Auditor General Report confirms CPP disability tribunal isn’t performing

Most people who work in Canada pay into social program schemes, some of which are designed to act as a safeguard against the loss of income.  Employment Insurance is one of those programs and CPP, which most people know as a pension scheme, is another.  That’s because CPP processes disability claims which are a much needed source of income for Canadians who are dealing with a change in their ability to work due to severe and prolonged disabilities often related to illness or accident.

Changes to the way the program processed applications that were instituted in 2012 by the Conservatives were among the issues reported on by the Auditor General (AG) this week.   The new process that was supposed to speed up decisions has done the opposite, according to AG, Michael Ferguson.  He stated that the Conservative’s new Social Security Tribunal of Canada actually slowed down the processing of claims by a significant length of time.

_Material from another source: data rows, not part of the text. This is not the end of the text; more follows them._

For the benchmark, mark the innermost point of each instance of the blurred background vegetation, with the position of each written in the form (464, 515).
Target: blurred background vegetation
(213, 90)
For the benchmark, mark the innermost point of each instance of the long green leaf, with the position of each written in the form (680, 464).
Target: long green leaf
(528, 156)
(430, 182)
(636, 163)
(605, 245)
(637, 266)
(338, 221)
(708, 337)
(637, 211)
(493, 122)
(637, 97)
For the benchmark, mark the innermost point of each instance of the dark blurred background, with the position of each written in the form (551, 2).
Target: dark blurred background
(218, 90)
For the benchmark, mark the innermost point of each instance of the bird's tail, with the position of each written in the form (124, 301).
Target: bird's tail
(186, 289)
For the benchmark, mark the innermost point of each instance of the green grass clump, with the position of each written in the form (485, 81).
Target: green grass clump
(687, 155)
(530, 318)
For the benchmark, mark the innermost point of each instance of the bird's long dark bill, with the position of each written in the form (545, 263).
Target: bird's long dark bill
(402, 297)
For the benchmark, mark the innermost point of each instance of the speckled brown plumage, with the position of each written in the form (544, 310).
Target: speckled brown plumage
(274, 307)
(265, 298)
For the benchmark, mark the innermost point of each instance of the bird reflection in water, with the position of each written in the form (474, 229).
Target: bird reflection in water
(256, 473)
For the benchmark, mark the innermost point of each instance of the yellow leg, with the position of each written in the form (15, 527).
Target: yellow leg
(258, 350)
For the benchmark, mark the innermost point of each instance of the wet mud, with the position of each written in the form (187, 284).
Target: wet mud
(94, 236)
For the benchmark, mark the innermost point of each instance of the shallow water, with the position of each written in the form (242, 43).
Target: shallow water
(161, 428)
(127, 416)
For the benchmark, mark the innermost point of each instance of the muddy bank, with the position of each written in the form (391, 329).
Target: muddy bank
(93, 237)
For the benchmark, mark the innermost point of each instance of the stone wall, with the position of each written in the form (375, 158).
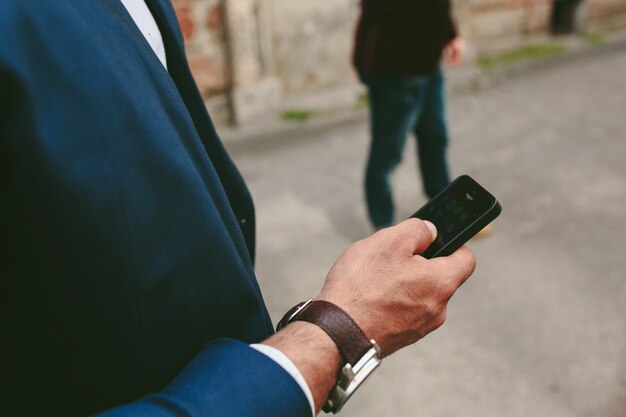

When the tribunal was rolled out it was touted as the fix for a backlog.  Over time it became apparent that the tribunal was not working.  It had become a landing spot for individuals with close ties to the Conservative party and it appeared the changes may have had more to do with patronage than performance.  What the AG report confirmed this week was that both the backlog and wait times for claims to be appealed have nearly doubled. 

Now, instead of anecdotal evidence that point to problems, we have solid and unflattering numbers.  The backlog has grown from 6,585 cases in 2012 to 10,871 by the end of 2014, while the wait time for an appeal decision has hit a mind-boggling 884 days.  Those decisions are supposed to be arrived at within 120 days according to the Department of Employment and Social Development's service standard.  It is clear that the Social Security Tribunal is not working.  Whether it was designed to operate in that manner is another question.

What should not be lost in the discussion are the Canadians who are caught up in the debacle.  When he delivered his report this week, Michael Ferguson said, "These are Canadian workers. These are people who have worked in the Canadian workforce and they made their contributions to the CPP, and this is one of the benefits that they expect to be there when they need it."

I have often suggested that Employment Insurance is evolving into a revenue tool and another form of taxation. It would appear that CPP disability is in danger of becoming that too.  It is up to the current government to prove that is not their plan and the only way to do that it is to deal with the delays and backlogs so that people who need help actually get it.